The House of Commons European Scrutiny committee has published its conclusions on recent EU sanctions measures relating to Iran, Central African Republic, Burma/Myanmar, and Ukraine & Russia. It has not cleared them all…
Considering the EU’s decision in April 2016 to re-list Bank Saderat with new reasons on its Iran sanctions, after the bank had the annulment of its prior sanctions listing upheld by the Court of Justice (see previous blog), the Committee declined to clear the related measures from scrutiny. It said that Minister for Europe David Lidington had not provided an explanation as to why the Council considered that the new listing would be any more likely to withstand challenge than the previous one, adding that lack of any explanation in respect of the “barely discernible” changes gave rise to the inference that the new listing was an artificial legal device to prolong sanctions with a weak legal foundation.
Central African Republic
The Committee cleared the EU’s decision in April to make minor amendments to the derogations under its arms embargo on the CAR and update the designation criteria for its asset freeze and travel ban, primarily to reflect that elections had taken place in the country (see previous blog). However, the committee objected to its scrutiny having been overridden in this case, distinguishing it from the EU measures targeting Joseph Kony (see previous blog) that it cleared last month.
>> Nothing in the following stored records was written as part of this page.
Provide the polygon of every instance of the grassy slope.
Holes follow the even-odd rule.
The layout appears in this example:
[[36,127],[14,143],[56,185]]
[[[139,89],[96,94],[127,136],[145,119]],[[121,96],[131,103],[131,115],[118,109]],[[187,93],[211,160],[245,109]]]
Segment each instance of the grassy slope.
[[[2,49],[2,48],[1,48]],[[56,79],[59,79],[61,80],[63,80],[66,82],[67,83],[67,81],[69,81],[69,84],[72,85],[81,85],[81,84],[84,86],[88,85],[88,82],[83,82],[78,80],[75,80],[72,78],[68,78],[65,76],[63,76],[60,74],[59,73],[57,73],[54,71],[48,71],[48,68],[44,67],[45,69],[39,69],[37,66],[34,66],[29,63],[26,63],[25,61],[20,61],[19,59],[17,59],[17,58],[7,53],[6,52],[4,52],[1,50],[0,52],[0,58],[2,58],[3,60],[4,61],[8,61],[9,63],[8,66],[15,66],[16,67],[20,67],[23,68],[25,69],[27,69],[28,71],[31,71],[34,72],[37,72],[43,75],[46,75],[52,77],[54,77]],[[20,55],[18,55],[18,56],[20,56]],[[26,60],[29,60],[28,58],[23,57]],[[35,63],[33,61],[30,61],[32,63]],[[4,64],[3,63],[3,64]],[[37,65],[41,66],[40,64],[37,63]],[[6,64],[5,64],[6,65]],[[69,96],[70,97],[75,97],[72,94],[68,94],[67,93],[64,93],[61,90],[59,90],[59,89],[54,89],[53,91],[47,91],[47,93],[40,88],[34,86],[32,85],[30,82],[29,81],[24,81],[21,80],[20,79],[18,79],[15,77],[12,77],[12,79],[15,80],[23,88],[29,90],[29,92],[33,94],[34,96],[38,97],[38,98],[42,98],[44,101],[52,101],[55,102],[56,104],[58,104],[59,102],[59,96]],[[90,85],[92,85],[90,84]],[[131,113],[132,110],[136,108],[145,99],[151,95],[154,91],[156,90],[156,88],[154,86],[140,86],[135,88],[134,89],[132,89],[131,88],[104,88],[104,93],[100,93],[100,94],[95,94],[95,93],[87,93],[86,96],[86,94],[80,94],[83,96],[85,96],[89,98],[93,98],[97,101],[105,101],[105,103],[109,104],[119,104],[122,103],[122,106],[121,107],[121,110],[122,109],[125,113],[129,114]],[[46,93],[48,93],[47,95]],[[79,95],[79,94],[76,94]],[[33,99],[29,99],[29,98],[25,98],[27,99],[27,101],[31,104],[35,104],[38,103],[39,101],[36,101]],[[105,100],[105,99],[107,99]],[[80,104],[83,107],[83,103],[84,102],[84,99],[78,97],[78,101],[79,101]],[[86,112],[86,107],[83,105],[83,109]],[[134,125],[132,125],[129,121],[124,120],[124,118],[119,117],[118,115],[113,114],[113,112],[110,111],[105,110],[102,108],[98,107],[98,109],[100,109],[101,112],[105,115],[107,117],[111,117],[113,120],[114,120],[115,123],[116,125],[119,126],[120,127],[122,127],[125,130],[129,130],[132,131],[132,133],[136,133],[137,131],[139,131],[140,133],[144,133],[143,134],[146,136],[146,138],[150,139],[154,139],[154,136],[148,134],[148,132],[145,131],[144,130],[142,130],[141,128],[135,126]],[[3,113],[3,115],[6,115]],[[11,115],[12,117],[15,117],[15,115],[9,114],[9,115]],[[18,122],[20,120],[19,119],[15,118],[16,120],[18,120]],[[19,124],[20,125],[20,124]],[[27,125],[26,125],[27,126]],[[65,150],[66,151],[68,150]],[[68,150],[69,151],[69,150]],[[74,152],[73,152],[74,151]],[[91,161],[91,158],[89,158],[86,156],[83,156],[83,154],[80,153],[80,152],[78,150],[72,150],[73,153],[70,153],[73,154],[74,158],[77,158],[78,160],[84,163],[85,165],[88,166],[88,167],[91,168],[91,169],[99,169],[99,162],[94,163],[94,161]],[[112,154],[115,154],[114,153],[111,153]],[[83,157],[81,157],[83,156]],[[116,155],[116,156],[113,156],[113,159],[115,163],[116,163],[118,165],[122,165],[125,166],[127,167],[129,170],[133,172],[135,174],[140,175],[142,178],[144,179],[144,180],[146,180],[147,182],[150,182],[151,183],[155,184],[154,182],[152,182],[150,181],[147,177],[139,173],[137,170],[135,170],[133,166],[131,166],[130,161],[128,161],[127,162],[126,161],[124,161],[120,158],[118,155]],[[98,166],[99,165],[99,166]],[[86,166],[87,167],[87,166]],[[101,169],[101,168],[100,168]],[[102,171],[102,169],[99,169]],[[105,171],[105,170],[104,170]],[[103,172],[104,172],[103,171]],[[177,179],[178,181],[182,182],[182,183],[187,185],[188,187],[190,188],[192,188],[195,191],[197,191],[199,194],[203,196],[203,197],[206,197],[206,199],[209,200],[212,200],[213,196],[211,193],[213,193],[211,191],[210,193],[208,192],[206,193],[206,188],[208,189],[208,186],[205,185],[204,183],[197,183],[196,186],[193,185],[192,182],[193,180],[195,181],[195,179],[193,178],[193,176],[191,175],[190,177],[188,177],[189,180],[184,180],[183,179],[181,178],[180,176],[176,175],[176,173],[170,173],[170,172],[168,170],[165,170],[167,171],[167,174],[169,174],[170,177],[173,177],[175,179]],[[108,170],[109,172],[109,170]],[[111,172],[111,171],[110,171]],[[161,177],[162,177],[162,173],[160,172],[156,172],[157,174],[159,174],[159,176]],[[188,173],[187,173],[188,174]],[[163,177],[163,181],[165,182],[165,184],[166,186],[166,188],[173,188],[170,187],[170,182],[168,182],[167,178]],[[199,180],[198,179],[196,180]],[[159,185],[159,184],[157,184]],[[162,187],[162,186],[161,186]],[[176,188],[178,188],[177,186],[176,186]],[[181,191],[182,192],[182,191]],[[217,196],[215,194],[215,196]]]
It stated that the override of its scrutiny was “part and parcel of a policy adopted recently by the Minister”, by which he is “deliberately undermining scrutiny” by the House of Commons.
The EU’s decision to extend its sanctions against Burma for a further 12 months, until 30 April 2017 (see previous blog), was cleared of scrutiny by the Committee. It noted the ongoing challenge posed by the influence that the Burmese military retains in government, and concerns about Burma’s human rights situation, and asked the Minister to report back to it on an upcoming meeting of the EU-Myanmar Human Rights Dialogue.
Ukraine & Russia
The Committee has called for the Commons to debate the wider context of the EU’s economic and sectoral sanctions against Russia, which the Minister has said should be extended in July in view of the fact that the Minsk peace agreements have yet to be implemented in full. In the meantime, the Committee has kept under scrutiny the EU’s decision to extend its targeted sanctions against people undermining the sovereignty of Ukraine until 15 September 2016 (see previous blog).